En el mundo de las finanzas, el Banco Wir es ciertamente el único en todo el mundo que, como un banco de emisión, crea su propio dinero y concede préstamos dentro de la cooperativa y efectúa los pagos. Las 62.000 Pymes lo aprecian. El escepticismo hacia la moneda complementaria wir se disipó hace mucho tiempo. La moneda de la cooperativa ha recibido de la British Standard Institution de Londres, con el acuerdo del Banco Mundial, el código CHW (según la norma ISO 4217) y así tiene su lugar en el sistema financiero electrónico.
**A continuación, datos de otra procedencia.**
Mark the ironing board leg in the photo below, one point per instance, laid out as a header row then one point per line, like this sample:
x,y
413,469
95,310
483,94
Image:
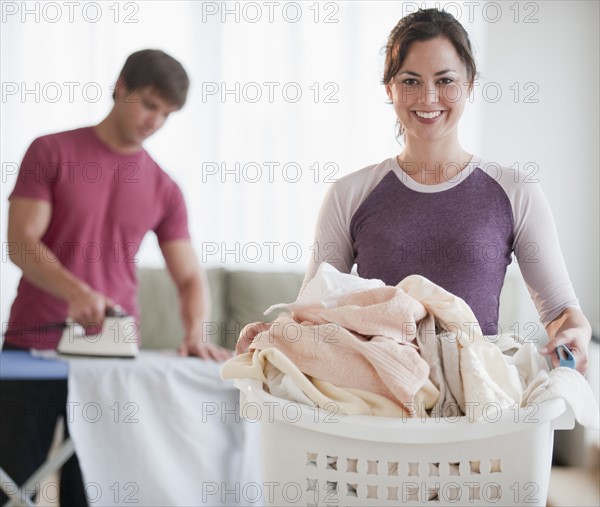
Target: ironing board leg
x,y
19,497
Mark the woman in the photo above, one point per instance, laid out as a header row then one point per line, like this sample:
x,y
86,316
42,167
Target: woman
x,y
440,212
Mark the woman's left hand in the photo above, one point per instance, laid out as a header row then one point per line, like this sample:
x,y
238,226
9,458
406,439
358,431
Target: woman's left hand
x,y
572,329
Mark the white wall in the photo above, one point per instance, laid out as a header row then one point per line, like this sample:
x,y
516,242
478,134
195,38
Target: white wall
x,y
558,54
556,62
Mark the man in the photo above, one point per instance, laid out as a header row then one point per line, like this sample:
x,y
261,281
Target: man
x,y
83,201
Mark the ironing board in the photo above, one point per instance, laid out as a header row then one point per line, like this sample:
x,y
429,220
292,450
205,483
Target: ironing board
x,y
21,365
184,420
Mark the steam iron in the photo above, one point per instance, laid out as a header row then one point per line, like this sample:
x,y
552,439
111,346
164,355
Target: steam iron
x,y
118,337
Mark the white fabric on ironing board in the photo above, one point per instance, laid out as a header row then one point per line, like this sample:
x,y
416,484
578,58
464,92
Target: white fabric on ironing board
x,y
160,430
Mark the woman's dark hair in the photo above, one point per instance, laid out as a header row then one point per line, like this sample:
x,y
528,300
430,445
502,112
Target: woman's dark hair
x,y
424,25
155,68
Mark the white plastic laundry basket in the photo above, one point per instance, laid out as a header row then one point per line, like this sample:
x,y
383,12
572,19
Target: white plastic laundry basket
x,y
312,457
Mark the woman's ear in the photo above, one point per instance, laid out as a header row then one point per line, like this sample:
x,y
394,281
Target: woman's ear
x,y
388,90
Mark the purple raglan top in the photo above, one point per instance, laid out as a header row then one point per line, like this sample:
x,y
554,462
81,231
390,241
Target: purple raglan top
x,y
460,234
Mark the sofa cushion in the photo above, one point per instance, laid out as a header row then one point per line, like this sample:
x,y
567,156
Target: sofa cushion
x,y
160,317
250,293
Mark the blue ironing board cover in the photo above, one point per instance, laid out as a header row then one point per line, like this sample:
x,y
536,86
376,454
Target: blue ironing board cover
x,y
21,365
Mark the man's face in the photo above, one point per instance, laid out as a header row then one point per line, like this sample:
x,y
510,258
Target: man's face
x,y
140,113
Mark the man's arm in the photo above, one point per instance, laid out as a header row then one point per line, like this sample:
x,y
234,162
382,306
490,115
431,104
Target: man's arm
x,y
194,298
28,220
572,329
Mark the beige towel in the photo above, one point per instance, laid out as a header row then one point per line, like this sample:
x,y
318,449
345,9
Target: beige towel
x,y
286,381
330,353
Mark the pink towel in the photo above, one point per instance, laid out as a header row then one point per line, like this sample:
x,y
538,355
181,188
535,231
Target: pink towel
x,y
322,343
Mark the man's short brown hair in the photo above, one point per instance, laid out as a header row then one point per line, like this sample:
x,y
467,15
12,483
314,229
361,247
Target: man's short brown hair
x,y
155,68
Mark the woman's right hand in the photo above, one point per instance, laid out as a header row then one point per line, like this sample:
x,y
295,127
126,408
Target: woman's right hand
x,y
248,334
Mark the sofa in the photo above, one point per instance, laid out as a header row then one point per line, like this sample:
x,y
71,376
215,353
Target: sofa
x,y
238,298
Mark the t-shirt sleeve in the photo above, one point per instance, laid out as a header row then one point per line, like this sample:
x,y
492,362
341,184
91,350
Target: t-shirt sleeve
x,y
38,171
173,224
333,243
538,252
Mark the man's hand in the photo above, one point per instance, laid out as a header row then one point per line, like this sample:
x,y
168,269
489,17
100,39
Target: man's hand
x,y
88,307
195,344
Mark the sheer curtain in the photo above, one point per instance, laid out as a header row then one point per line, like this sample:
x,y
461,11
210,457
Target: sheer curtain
x,y
285,98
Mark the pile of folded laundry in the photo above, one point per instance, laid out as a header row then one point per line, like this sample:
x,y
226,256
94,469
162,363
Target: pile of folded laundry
x,y
414,349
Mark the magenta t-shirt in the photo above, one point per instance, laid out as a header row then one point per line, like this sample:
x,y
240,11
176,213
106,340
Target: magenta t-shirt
x,y
103,203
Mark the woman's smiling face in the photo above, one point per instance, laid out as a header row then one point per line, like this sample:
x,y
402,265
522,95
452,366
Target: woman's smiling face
x,y
430,90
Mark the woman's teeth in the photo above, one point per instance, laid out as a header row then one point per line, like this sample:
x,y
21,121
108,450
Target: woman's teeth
x,y
433,114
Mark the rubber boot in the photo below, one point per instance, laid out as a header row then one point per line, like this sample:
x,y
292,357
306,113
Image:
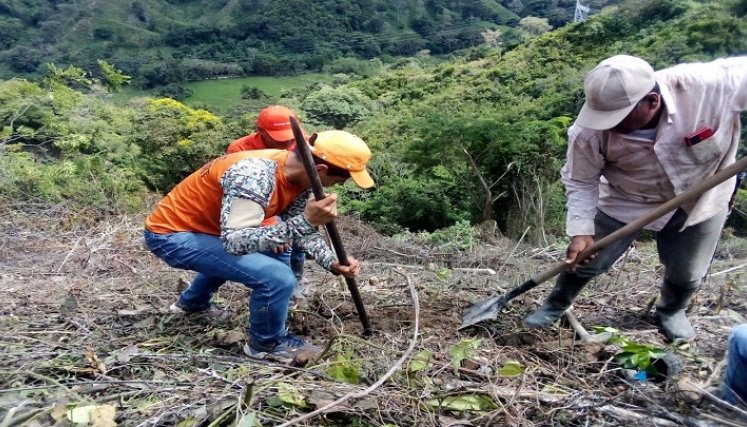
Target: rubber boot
x,y
671,311
567,287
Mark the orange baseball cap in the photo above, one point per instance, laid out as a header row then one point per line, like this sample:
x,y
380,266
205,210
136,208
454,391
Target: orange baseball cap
x,y
345,151
275,120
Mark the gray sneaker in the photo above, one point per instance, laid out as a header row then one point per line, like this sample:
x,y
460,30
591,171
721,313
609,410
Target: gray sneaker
x,y
212,312
283,350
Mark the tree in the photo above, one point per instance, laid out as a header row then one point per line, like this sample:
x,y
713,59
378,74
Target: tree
x,y
338,107
534,25
112,78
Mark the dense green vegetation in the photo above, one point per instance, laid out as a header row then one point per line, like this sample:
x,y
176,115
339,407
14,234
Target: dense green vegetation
x,y
162,42
481,136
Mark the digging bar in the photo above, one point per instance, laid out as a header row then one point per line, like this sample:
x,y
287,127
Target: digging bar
x,y
489,309
334,235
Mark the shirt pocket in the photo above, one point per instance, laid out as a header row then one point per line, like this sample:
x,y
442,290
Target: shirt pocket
x,y
708,150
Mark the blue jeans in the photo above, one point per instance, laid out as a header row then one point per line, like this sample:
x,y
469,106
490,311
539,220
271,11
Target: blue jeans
x,y
267,274
735,382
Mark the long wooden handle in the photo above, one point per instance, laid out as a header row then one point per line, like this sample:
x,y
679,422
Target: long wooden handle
x,y
334,235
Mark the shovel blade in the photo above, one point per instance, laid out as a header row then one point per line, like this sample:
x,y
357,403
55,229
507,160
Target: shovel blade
x,y
486,310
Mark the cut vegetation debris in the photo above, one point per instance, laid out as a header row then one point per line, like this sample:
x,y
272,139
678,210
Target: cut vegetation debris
x,y
88,340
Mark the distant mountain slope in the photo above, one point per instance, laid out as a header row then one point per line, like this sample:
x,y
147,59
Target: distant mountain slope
x,y
176,40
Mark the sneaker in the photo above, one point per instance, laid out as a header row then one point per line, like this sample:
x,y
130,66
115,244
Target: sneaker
x,y
212,312
283,350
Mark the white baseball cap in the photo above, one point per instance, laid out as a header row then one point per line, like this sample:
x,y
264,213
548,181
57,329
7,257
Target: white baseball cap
x,y
612,90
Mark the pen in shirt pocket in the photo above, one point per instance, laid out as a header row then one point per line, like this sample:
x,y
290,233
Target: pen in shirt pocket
x,y
698,136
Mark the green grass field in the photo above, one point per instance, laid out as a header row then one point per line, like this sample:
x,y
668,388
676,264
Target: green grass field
x,y
222,95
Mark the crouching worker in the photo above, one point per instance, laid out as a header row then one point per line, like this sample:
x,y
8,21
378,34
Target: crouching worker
x,y
211,223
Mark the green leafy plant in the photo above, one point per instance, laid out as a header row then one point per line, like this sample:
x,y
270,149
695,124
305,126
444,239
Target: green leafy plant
x,y
345,369
464,402
462,350
634,355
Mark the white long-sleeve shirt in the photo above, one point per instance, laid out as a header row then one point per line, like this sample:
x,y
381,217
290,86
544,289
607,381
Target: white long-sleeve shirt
x,y
626,176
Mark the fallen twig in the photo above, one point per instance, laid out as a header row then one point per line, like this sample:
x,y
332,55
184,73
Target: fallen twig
x,y
397,366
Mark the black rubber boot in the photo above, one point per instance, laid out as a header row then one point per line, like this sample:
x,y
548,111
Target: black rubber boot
x,y
671,311
567,287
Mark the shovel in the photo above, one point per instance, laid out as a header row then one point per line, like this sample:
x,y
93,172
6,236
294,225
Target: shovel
x,y
489,309
334,235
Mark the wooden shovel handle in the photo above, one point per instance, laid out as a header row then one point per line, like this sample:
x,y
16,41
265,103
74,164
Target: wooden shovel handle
x,y
334,235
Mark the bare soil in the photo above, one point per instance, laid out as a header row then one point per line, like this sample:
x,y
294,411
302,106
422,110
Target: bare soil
x,y
84,323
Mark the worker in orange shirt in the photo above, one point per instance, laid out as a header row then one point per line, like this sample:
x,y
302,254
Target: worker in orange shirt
x,y
273,131
210,223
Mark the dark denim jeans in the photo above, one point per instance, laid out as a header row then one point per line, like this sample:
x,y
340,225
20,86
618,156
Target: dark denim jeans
x,y
267,274
686,254
735,382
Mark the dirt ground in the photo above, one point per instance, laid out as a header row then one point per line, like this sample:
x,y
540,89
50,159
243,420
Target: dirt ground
x,y
88,339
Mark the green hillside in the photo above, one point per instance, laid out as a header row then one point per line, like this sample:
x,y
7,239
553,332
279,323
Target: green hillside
x,y
161,42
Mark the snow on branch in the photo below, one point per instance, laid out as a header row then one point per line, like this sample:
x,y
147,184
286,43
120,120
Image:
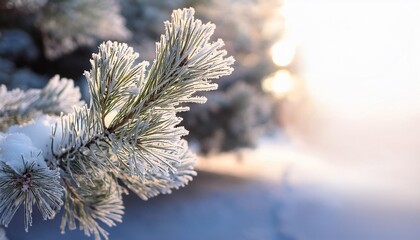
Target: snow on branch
x,y
128,137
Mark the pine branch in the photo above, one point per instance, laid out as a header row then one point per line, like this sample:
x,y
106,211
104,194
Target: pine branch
x,y
129,134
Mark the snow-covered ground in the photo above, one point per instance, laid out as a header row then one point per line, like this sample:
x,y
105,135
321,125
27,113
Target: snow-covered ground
x,y
275,192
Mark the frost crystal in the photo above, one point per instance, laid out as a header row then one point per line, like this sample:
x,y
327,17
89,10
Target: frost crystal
x,y
25,179
128,137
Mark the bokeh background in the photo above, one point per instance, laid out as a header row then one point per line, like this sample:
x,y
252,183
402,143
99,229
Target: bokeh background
x,y
314,136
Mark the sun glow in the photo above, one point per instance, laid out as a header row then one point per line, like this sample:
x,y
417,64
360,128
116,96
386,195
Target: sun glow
x,y
280,83
283,52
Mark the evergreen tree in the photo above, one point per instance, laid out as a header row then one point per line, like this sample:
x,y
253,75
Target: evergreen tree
x,y
127,138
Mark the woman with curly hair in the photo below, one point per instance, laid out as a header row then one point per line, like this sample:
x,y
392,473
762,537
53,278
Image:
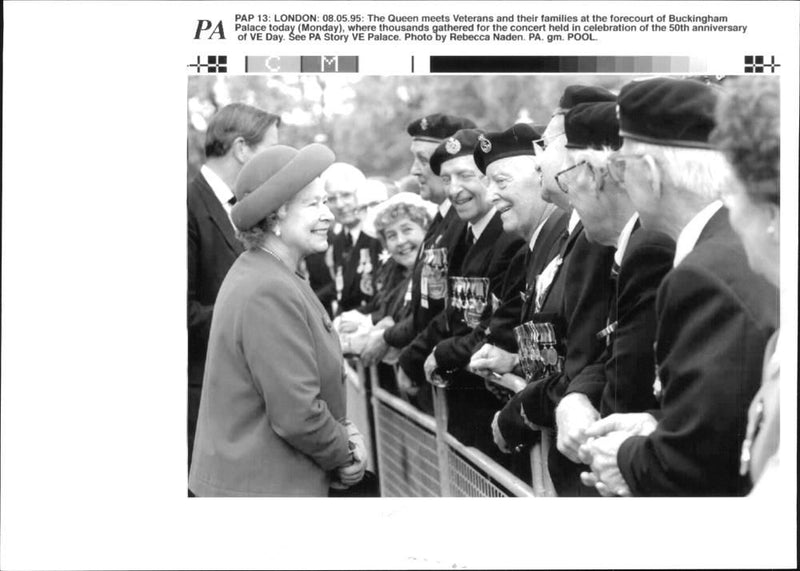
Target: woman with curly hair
x,y
748,132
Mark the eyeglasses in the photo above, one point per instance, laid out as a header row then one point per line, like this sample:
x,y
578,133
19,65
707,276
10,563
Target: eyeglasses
x,y
567,177
539,145
617,166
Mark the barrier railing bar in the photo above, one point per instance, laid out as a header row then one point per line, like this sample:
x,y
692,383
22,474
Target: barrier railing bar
x,y
491,468
405,408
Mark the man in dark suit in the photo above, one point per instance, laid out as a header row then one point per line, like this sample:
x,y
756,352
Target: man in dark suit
x,y
622,377
354,253
430,272
234,134
714,314
478,266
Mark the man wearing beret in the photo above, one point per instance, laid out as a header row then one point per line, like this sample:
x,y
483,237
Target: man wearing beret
x,y
714,314
427,296
477,268
621,379
236,133
508,160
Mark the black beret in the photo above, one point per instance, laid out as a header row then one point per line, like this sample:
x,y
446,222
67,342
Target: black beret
x,y
462,143
518,140
438,126
666,111
577,94
592,126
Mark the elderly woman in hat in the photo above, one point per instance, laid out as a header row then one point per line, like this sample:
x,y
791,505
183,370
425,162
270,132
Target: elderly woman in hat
x,y
748,132
272,416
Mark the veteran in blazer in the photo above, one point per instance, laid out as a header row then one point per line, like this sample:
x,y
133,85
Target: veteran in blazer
x,y
273,418
714,314
479,264
430,271
234,134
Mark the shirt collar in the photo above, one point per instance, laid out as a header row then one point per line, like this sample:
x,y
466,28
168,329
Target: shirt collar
x,y
538,231
624,238
574,218
688,237
480,225
221,190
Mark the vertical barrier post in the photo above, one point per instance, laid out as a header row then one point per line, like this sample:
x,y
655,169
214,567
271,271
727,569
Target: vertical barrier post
x,y
438,386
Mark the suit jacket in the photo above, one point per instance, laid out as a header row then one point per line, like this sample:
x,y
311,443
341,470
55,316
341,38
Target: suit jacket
x,y
448,333
714,319
212,249
358,279
518,285
442,233
577,304
622,379
273,398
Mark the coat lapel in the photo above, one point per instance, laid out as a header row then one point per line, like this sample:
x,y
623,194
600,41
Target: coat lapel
x,y
217,214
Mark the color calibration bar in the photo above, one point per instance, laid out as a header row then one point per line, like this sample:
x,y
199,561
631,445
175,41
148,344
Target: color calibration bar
x,y
566,64
301,64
El Banco Wir podrá celebrar pronto su septuagésimo quinto aniversario. Deseémosle un gran éxito a esta institución innovadora que no ha sido afectada de ninguna manera por la crisis financiera.

Notas

  1. Zürcher Landwirtschaftliche Kreditkasse
  1. Friedrich Wilhelm Raiffeisen (1818 – 1888). Líder cooperativista alemán impulsor de las cooperativas de ahorro, de crédito y agrícolas.
  1. Este texto se basa en los informes de gestión del Banco WIR, la declaración publicada con motivo del aniversario de la Sociedad Cooperativa WIR en 1984 y en otras fuentes históricas.
  1. Margen de interés: diferencia entre las tasas que un banco aplica a la remuneración de los fondos confiados por sus clientes y las que exige por sus préstamos.
  1. Silvio Gessell 1862-1930 Empresario, Reformador Social y Economista. En su teoría del «dinero libre» o «Freigeld» se apoyaron muchas sociedades de ayuda mutua.
  1. Cf. Fritz Schwarz, Das Experiment von Wörgl, Bern 1983
  1. B. Lietaer, Das Geld der Zukunft, Riemann 2002, p. 274
  1. Estanflación. Situación particular de un país donde se produce inflación porque hay pleno empleo al mismo tiempo que la producción está al máximo para los medios de producción disponibles. En este caso, todos los trabajadores con dinero en el bolsillo presionan por productos que escasean provocando inflación.
  1. Un banco universal es el que puede realizar todas las operaciones que efectúan los bancos e instituciones financieras especializadas como bancos comerciales, hipotecarios, de inversión, sociedades de capitalización, arrendadoras financieras y fondos de mercado monetario.